UC Santa Barbara to Host National Conference on the SAT and the Future of Standardized Testing

Over the past four decades, most colleges and universities have looked to standardized tests to help them decide which high school students are best prepared to pursue higher education within their walls.

But are such tests a true measure of academic potential?

Can racial, class or gender bias be found in the questions?

Are better ways of admitting students being developed?

Academics, researchers and test officials will participate in a conference at the University of California, Santa Barbara next week (Friday and Saturday, Nov. 16 and 17) that will seek answers to those questions and more.

Titled "Rethinking the SAT: The Future of Standardized Testing in University Admissions," the conference will be highlighted by a keynote address by University of California President Richard Atkinson.

Other featured speakers include Gaston Caperton, president of the College Board; Richard Ferguson, president of the ACT, Inc. testing firm; and Nicholas Lemann, author of The Big Test: The Secret History of the American Meritocracy.

Though the conference is aimed at University of California faculty, it is open to all. Registration is $90 ($45 for students). More information is available at www.ucsb.edu.

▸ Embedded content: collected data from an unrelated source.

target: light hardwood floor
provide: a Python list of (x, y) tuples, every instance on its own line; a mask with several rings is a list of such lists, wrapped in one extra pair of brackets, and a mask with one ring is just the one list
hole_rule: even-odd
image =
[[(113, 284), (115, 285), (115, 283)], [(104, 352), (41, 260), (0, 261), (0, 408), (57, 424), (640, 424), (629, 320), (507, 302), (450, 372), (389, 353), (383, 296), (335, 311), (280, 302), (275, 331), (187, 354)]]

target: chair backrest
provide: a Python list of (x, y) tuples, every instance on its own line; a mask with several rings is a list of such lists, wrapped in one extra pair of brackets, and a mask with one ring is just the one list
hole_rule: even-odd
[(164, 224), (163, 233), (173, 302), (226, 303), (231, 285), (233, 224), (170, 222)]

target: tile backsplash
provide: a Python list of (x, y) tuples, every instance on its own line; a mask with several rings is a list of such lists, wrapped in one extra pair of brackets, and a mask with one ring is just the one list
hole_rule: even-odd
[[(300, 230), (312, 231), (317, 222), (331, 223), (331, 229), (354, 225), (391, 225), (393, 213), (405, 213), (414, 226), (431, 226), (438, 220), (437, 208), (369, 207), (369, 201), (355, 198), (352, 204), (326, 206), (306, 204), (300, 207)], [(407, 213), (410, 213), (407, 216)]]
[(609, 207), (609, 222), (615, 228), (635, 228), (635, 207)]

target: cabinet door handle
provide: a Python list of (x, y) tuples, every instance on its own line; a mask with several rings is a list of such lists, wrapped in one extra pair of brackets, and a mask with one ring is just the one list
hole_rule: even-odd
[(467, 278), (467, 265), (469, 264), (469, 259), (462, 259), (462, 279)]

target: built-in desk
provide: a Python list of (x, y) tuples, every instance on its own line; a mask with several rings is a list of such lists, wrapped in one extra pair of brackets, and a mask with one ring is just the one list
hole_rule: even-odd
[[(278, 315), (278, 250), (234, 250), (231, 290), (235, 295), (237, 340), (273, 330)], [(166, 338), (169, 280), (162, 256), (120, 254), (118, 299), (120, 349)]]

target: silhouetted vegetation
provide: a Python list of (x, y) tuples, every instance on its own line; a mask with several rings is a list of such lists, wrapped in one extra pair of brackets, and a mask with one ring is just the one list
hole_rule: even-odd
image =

One portion of the conference that will be free and open to the public is a town hall meeting to address the topic, "Who Should Get Into the University of California and How."

The meeting will begin at 6:30 p.m. Saturday in Campbell Hall at UCSB.

All other conference meetings will be in Corwin Pavilion on the campus.

Walter Yuen, a professor of mechanical and environmental engineering at UCSB, said the conference was organized following remarks by Atkinson earlier this year calling for a reexamination of the SAT's use in admissions.

Yuen and conference co-chair Michael Brown a professor in the Gevirtz Graduate School of Education, realized that the faculty of the UC system might soon be called on to make a decision regarding the SAT and they wanted to be well informed about the options.

"I think the most important thing is to educate the faculty because the faculty in the end will have to make a decision on admissions," Yuen said. The conference is sponsored by the UCSB Academic Senate's Center for Faculty Outreach and its Committee on Admissions and Enrollment, and by the Chancellor's Outreach Advisory Board.

New research on standardized testing will be presented and discussed by speakers and panelists from a variety of institutions and organizations.

They include representatives of the California Department of Education, College Board, Educational Testing Service, FairTest, Princeton Review, Columbia and Rutgers universities, the University of Illinois, the University of California Office of the President, and UC campuses at Berkeley, Davis, Irvine, Los Angeles, Santa Barbara and San Diego.

Panel topics include the effects of race, class and gender on the SAT; the predictive validity of SATs I and II; alternative ways of student assessment and admission; and equity and academic preparation.

The conference begins at 8 a.m. on Friday and 9 a.m. Saturday and will be broadcast live on the web at www.bookstore.ucsb.edu.